The music heightens, the musicians’ fingers and bows fly over their instruments until Tycho can no longer follow the melodies. The lead part is played by a girl in the bloom of adolescence, easy on the eye, with clean features and a sharp little nose, her hair carefully pulled back behind her ears so as not to disturb the strings. She is lost in her playing, and the music sways her body to and fro as in a dance. Half-closed eyes under long lashes bound along the dots and lines of the notation. Ceton is filled with the feeling that he is witnessing a moment that is intensely private, something intimate and sensual. In the moment she is wholly and completely herself, as if she were alone, and the room empty. But the music takes over, and he must close his eyes. The voices of the quartet blend together in an irresistible whole, and which sound comes from which bow is no longer possible to say. He rocks on his seat in time to the music, his mouth open.
Someone is brusquely shaking his shoulder. The enchantment is broken, and in furious surprise he spins around in his chair. Jarrick, on his knees beside him, as misplaced as a stray dog, his face a mask of bruises and wounds. The liveried servants who have failed to prevent him from interrupting the performance stop at the back row when they see that he is Ceton’s man, and while the shushing of the audience causes the cellist to lose his tempo, Jarrick grunts his message in Ceton’s ear.
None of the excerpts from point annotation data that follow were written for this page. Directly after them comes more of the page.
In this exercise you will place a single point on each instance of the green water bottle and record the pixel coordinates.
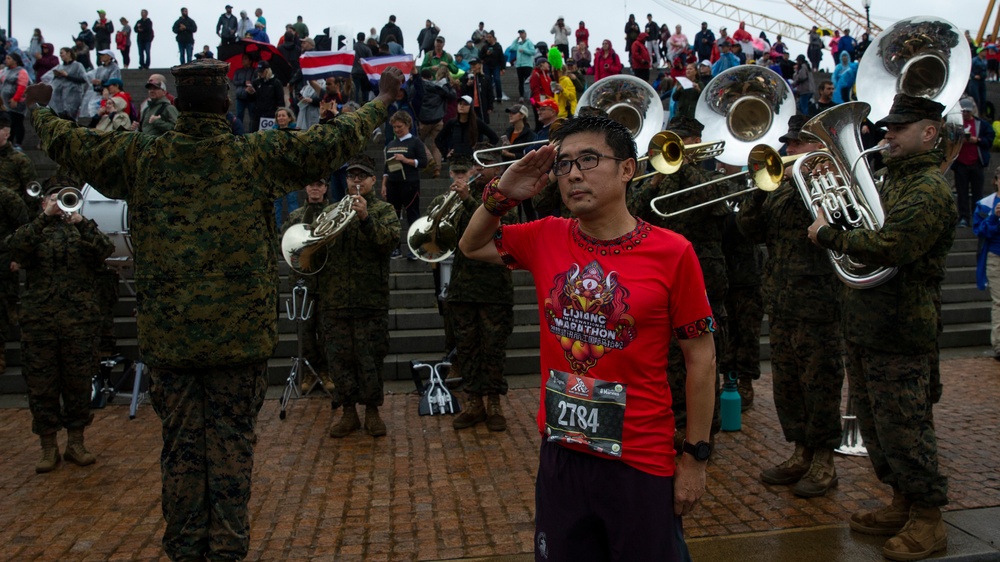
(731, 402)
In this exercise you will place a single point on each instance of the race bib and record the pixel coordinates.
(585, 411)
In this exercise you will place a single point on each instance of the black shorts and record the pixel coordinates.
(592, 509)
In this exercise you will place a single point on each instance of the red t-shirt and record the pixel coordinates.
(607, 310)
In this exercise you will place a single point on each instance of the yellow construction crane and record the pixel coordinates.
(830, 14)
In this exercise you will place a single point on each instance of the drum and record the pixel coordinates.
(111, 216)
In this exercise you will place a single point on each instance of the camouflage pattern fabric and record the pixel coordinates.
(13, 214)
(209, 417)
(59, 321)
(16, 172)
(354, 295)
(807, 377)
(894, 409)
(900, 316)
(58, 371)
(357, 342)
(202, 221)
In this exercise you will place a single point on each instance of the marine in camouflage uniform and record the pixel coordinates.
(703, 227)
(801, 302)
(206, 278)
(313, 342)
(61, 256)
(480, 308)
(353, 291)
(13, 214)
(891, 330)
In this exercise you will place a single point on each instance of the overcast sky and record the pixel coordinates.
(59, 19)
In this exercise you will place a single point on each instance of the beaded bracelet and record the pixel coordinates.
(496, 203)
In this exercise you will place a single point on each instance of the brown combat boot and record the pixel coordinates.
(745, 389)
(821, 477)
(473, 413)
(373, 422)
(76, 453)
(923, 535)
(790, 471)
(347, 423)
(494, 415)
(887, 520)
(50, 455)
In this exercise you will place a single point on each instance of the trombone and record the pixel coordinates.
(666, 152)
(765, 166)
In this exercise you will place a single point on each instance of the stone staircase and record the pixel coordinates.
(416, 328)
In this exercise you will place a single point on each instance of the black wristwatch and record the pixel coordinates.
(700, 450)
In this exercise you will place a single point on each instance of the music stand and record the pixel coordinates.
(299, 308)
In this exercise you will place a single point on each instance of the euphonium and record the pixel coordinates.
(300, 242)
(841, 184)
(435, 237)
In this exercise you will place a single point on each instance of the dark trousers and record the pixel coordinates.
(209, 417)
(144, 53)
(968, 181)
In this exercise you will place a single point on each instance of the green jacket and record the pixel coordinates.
(900, 316)
(356, 275)
(61, 261)
(799, 282)
(201, 204)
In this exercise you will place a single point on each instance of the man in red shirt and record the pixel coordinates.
(610, 289)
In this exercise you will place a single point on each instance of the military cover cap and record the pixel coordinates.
(685, 126)
(795, 123)
(201, 73)
(909, 109)
(362, 162)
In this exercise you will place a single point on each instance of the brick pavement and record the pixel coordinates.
(426, 492)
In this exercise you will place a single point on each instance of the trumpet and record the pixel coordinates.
(764, 166)
(300, 242)
(666, 152)
(435, 237)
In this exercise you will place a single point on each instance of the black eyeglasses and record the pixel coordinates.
(585, 162)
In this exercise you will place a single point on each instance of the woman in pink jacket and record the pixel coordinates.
(606, 62)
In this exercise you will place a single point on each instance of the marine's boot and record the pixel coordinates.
(923, 535)
(76, 453)
(50, 455)
(373, 422)
(494, 415)
(745, 389)
(474, 412)
(821, 477)
(790, 471)
(347, 423)
(887, 520)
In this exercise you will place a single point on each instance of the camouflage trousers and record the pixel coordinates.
(481, 333)
(208, 417)
(677, 377)
(894, 404)
(745, 311)
(60, 367)
(356, 345)
(807, 377)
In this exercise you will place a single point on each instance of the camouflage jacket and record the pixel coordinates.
(356, 274)
(16, 172)
(202, 207)
(13, 214)
(61, 262)
(702, 227)
(799, 283)
(900, 316)
(474, 280)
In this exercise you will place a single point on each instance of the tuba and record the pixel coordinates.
(741, 106)
(435, 237)
(300, 242)
(841, 184)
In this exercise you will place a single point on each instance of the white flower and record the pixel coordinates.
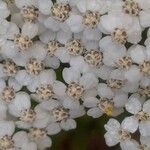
(121, 27)
(61, 117)
(132, 144)
(79, 87)
(103, 106)
(116, 133)
(4, 11)
(141, 116)
(9, 140)
(134, 8)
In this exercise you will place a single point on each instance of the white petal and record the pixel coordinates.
(68, 124)
(111, 140)
(75, 23)
(129, 145)
(44, 143)
(29, 146)
(130, 124)
(89, 81)
(144, 128)
(133, 106)
(112, 125)
(63, 55)
(94, 112)
(53, 129)
(7, 128)
(71, 75)
(45, 6)
(23, 77)
(59, 88)
(20, 138)
(146, 107)
(30, 29)
(20, 103)
(145, 18)
(90, 102)
(105, 91)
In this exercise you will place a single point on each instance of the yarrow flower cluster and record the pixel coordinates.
(102, 50)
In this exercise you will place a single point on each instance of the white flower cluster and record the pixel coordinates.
(61, 60)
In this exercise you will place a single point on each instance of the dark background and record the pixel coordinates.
(89, 135)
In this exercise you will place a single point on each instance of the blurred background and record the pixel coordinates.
(89, 135)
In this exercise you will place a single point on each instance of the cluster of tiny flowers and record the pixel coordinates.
(63, 59)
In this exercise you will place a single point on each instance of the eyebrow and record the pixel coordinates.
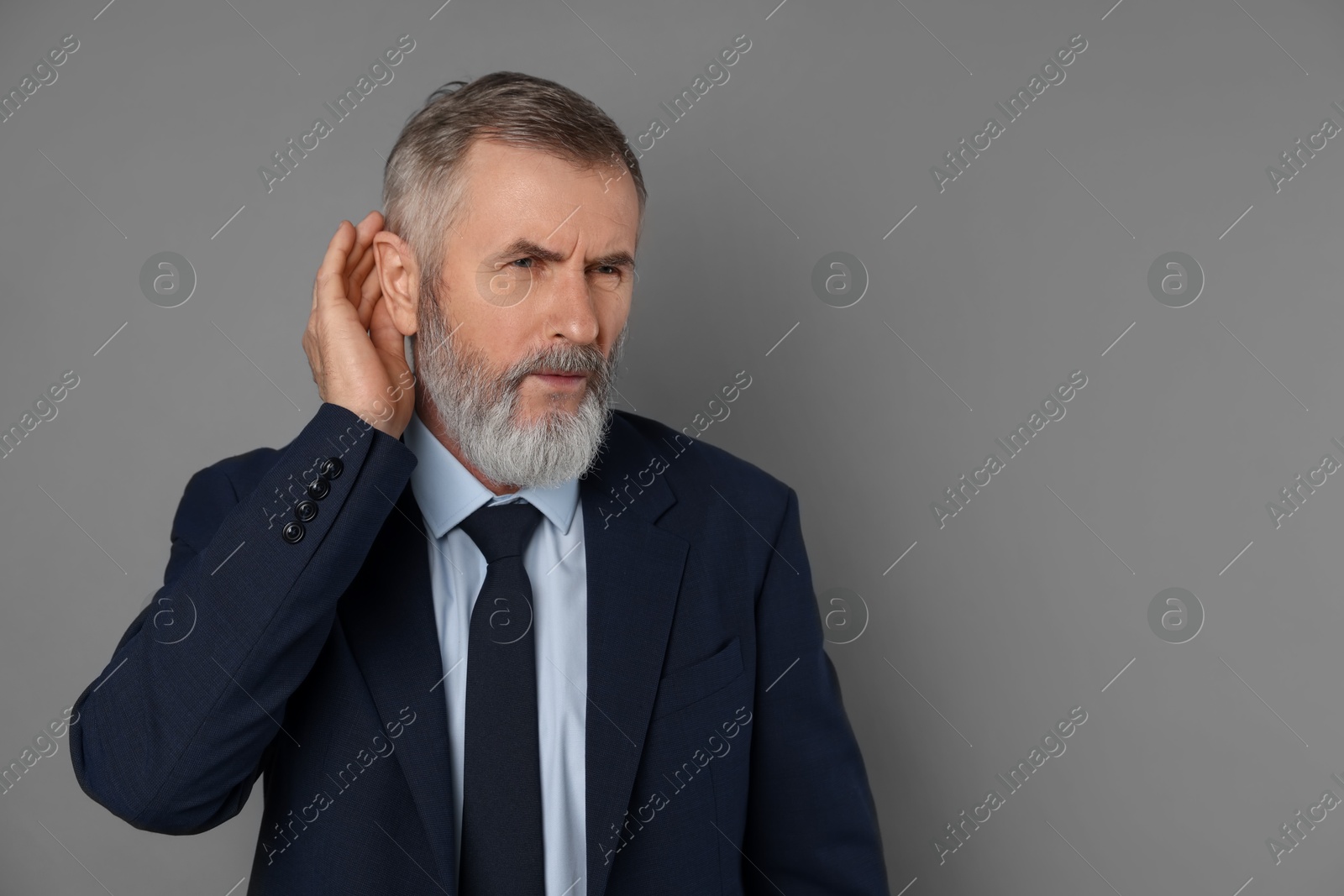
(523, 246)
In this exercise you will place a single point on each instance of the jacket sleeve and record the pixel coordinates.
(179, 725)
(812, 825)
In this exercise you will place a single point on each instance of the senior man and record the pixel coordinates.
(456, 674)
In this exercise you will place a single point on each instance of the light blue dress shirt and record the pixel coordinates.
(555, 564)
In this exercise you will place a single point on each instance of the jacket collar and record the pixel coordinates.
(633, 577)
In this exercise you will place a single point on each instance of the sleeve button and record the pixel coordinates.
(319, 488)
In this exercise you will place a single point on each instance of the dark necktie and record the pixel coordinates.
(501, 779)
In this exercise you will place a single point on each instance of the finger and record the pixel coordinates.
(329, 282)
(370, 291)
(363, 238)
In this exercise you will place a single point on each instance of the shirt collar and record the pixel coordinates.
(448, 493)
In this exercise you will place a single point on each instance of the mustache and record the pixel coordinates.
(568, 359)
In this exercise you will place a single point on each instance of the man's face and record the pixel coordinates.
(517, 345)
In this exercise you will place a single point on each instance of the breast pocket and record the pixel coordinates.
(687, 685)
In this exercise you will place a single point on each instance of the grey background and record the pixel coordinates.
(987, 296)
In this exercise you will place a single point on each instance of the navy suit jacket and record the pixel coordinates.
(719, 758)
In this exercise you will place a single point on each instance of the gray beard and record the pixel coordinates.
(479, 406)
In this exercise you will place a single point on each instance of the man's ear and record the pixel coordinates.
(400, 280)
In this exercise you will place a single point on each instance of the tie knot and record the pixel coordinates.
(501, 530)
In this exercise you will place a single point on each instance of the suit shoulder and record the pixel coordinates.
(241, 472)
(694, 464)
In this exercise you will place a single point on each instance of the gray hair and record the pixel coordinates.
(423, 183)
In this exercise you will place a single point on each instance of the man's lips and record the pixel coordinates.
(561, 379)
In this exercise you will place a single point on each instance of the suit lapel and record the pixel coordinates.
(389, 622)
(633, 577)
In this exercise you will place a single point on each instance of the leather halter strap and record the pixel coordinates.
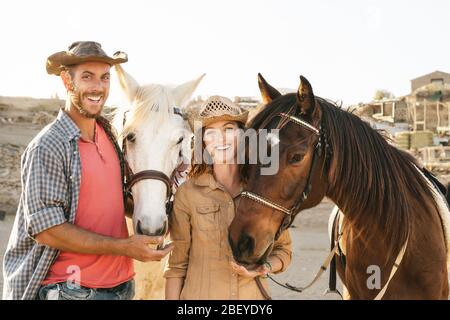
(150, 175)
(133, 178)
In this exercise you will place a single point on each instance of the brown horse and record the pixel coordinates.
(326, 151)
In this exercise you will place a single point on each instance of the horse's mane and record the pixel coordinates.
(373, 181)
(153, 103)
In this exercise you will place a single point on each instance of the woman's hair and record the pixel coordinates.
(197, 169)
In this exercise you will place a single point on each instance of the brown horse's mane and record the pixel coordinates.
(373, 181)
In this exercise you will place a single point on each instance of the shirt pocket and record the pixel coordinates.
(208, 217)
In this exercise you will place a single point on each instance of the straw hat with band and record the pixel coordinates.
(80, 52)
(218, 108)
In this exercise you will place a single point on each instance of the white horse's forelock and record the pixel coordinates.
(153, 105)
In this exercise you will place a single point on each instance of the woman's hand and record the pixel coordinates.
(261, 270)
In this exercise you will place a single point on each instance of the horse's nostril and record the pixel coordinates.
(246, 243)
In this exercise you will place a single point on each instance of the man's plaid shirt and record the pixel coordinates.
(51, 177)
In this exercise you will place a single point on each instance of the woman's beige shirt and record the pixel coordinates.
(202, 212)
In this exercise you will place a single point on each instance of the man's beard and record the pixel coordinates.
(76, 98)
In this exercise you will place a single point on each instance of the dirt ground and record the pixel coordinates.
(310, 247)
(18, 125)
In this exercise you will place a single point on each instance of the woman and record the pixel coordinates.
(201, 265)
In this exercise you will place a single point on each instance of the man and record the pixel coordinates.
(69, 239)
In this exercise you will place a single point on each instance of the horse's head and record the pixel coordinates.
(254, 229)
(156, 137)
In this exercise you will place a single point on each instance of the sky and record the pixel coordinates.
(347, 49)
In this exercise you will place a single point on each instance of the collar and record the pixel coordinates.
(68, 127)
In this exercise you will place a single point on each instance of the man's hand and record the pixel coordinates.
(71, 238)
(137, 247)
(261, 270)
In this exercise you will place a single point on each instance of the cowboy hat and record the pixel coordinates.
(217, 108)
(79, 52)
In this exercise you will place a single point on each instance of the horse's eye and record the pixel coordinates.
(296, 158)
(131, 137)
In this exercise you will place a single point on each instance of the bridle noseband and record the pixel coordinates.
(132, 178)
(290, 213)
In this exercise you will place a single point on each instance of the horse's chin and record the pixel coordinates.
(141, 229)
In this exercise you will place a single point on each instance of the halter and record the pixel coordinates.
(132, 178)
(290, 213)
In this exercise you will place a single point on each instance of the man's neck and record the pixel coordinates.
(86, 125)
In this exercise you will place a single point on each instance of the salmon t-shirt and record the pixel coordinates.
(100, 210)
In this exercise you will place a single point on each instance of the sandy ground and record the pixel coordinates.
(21, 120)
(310, 245)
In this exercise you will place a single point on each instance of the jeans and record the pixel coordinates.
(69, 291)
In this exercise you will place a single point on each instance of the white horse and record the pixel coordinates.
(156, 138)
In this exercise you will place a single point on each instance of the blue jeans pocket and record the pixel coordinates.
(74, 292)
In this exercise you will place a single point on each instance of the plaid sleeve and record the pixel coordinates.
(44, 190)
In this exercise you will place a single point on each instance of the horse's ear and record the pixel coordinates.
(305, 97)
(183, 92)
(127, 82)
(268, 92)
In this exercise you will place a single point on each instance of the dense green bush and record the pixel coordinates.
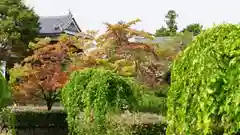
(205, 84)
(96, 92)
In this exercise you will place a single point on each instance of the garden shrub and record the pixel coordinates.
(97, 93)
(205, 84)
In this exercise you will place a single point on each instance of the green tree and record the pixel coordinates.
(170, 20)
(18, 26)
(204, 95)
(195, 28)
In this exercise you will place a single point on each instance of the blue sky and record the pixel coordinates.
(90, 14)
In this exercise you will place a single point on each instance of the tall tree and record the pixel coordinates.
(18, 26)
(194, 28)
(170, 20)
(42, 74)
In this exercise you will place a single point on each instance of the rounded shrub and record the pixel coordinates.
(204, 97)
(96, 93)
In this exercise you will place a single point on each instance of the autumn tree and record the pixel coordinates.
(45, 72)
(115, 52)
(171, 29)
(18, 26)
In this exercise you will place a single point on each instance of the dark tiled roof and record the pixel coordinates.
(156, 40)
(54, 24)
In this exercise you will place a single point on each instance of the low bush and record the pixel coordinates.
(97, 93)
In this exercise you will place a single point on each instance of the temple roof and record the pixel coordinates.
(58, 24)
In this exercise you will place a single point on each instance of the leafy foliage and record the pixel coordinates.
(116, 53)
(204, 93)
(171, 23)
(18, 26)
(195, 28)
(45, 72)
(97, 92)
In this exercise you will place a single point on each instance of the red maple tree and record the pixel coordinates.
(47, 71)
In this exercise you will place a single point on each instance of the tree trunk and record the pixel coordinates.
(49, 104)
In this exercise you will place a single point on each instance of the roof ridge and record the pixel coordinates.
(54, 16)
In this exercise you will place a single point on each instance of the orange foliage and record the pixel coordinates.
(48, 71)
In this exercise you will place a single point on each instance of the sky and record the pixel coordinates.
(91, 14)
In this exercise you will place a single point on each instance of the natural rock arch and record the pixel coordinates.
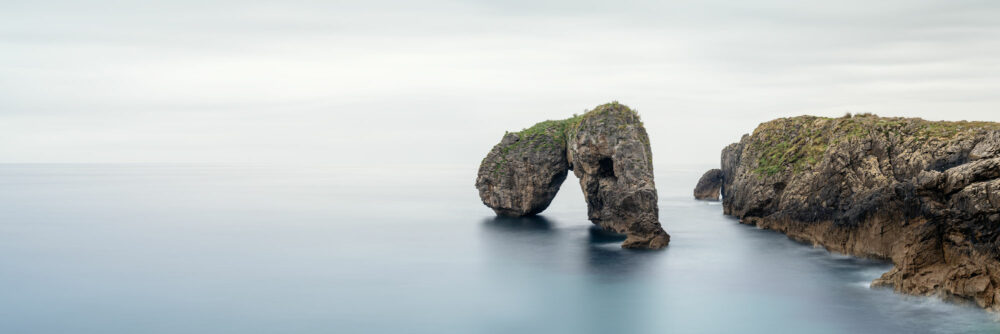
(607, 149)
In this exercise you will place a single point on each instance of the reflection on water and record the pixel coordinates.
(187, 249)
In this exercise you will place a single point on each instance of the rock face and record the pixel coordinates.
(607, 148)
(925, 195)
(522, 174)
(709, 186)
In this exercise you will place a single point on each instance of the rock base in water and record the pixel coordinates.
(607, 148)
(925, 195)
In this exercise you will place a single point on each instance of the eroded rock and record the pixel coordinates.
(709, 186)
(925, 195)
(522, 174)
(608, 150)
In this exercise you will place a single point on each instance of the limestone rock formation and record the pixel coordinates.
(521, 175)
(925, 195)
(709, 186)
(608, 150)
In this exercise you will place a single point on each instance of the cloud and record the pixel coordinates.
(438, 82)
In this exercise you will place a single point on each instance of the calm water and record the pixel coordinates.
(202, 249)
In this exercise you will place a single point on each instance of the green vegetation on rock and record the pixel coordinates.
(797, 143)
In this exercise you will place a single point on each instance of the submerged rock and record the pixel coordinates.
(925, 195)
(608, 150)
(709, 186)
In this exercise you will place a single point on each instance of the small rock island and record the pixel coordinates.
(923, 194)
(607, 149)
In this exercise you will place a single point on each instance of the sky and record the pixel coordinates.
(386, 83)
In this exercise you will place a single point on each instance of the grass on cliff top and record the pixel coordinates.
(560, 130)
(555, 133)
(798, 143)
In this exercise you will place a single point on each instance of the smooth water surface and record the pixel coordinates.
(215, 249)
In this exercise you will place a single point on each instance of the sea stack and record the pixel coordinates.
(607, 148)
(925, 195)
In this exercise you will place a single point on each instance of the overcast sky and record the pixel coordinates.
(438, 82)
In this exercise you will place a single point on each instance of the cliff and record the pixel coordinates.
(607, 149)
(709, 186)
(925, 195)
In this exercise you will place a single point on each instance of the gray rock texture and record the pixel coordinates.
(925, 195)
(522, 174)
(709, 187)
(607, 149)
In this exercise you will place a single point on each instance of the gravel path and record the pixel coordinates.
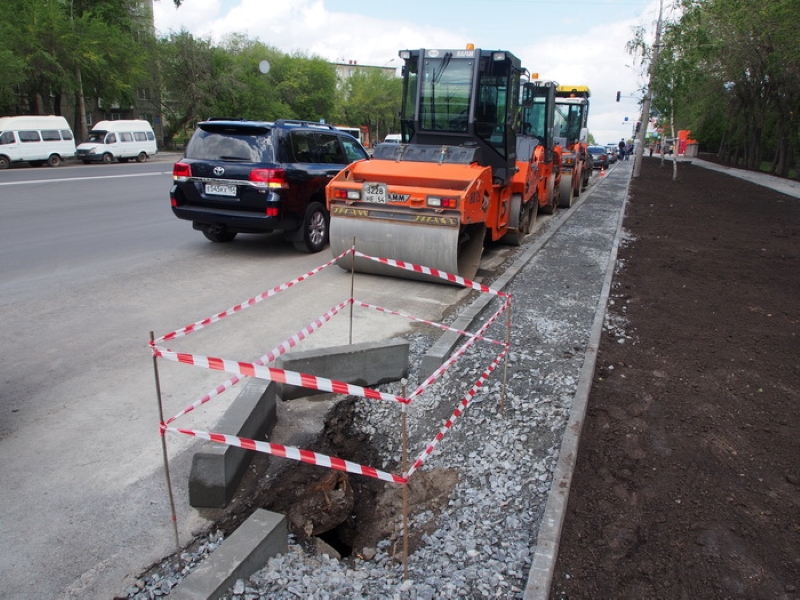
(481, 544)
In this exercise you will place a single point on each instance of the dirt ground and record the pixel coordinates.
(688, 476)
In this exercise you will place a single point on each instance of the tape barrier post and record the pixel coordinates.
(505, 362)
(259, 369)
(352, 285)
(166, 460)
(404, 409)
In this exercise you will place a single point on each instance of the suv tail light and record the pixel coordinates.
(270, 178)
(181, 171)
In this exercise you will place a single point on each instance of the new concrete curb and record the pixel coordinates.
(217, 469)
(540, 575)
(247, 550)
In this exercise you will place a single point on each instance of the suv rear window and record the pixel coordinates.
(225, 142)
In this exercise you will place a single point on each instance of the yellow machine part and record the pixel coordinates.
(405, 227)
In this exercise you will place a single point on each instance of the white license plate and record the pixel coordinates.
(218, 189)
(375, 192)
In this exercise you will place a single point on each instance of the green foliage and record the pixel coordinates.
(729, 70)
(104, 51)
(370, 97)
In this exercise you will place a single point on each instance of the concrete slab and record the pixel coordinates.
(259, 538)
(365, 364)
(217, 469)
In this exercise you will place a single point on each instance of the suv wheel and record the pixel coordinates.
(315, 229)
(220, 236)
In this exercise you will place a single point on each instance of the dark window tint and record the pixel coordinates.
(302, 143)
(327, 149)
(353, 150)
(235, 144)
(29, 136)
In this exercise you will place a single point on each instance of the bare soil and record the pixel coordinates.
(688, 475)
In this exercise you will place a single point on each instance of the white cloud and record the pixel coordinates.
(558, 45)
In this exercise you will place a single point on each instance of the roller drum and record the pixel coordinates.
(455, 250)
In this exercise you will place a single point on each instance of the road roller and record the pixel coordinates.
(464, 173)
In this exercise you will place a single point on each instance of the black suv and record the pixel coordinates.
(256, 177)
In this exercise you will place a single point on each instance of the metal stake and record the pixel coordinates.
(405, 486)
(166, 460)
(508, 348)
(352, 285)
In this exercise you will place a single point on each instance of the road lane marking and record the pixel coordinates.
(61, 180)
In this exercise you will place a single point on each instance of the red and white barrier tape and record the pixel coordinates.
(249, 369)
(260, 370)
(270, 356)
(462, 406)
(246, 304)
(420, 320)
(306, 456)
(459, 352)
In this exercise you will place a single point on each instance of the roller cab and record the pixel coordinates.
(450, 184)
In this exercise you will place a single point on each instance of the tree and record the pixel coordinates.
(370, 97)
(735, 65)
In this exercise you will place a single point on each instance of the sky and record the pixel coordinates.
(576, 42)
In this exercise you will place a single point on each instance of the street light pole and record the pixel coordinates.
(648, 99)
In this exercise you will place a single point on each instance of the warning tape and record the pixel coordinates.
(246, 304)
(249, 369)
(420, 320)
(259, 369)
(306, 456)
(270, 356)
(459, 352)
(462, 406)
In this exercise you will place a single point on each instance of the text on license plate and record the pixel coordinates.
(218, 189)
(375, 192)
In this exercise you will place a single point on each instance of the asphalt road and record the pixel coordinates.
(91, 261)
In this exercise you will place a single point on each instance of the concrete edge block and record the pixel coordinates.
(217, 469)
(263, 535)
(364, 364)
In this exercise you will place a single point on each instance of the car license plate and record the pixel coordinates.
(218, 189)
(375, 192)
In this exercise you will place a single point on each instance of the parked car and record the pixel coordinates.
(36, 140)
(257, 177)
(118, 140)
(599, 157)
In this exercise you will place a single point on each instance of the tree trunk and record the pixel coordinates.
(81, 123)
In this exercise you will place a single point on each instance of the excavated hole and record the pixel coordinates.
(350, 513)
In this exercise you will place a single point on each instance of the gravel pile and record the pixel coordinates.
(480, 544)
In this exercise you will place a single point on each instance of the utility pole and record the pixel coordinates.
(648, 99)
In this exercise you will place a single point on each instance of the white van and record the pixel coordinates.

He feels all the blood rush from his face, his head spins, and he gets up abruptly enough to send his chair toppling backwards into the lap of the woman behind. He must lean against Jarrick’s shoulder to keep his balance. He is lost. Enemies more numerous than he can count, recently locked into an enforced truce, will soon gather as the scent spreads. His defense ruined beyond repair, whether by accident or design. His sight goes dark. Only escape remains. Together they lurch towards the door. Many point and whisper, unable to contain their pleasure at seeing the state he’s in. The fugitives hunch under the starry sky of Castle Hill, and hurry to take cover in the indifferent grid of the alleys, soon swallowed in the shadows that pass judgment on no man. Over the rooftops in the City-between-the-Bridges, the church bells ring from each tower. United, they thunder in the night as a call against approaching danger.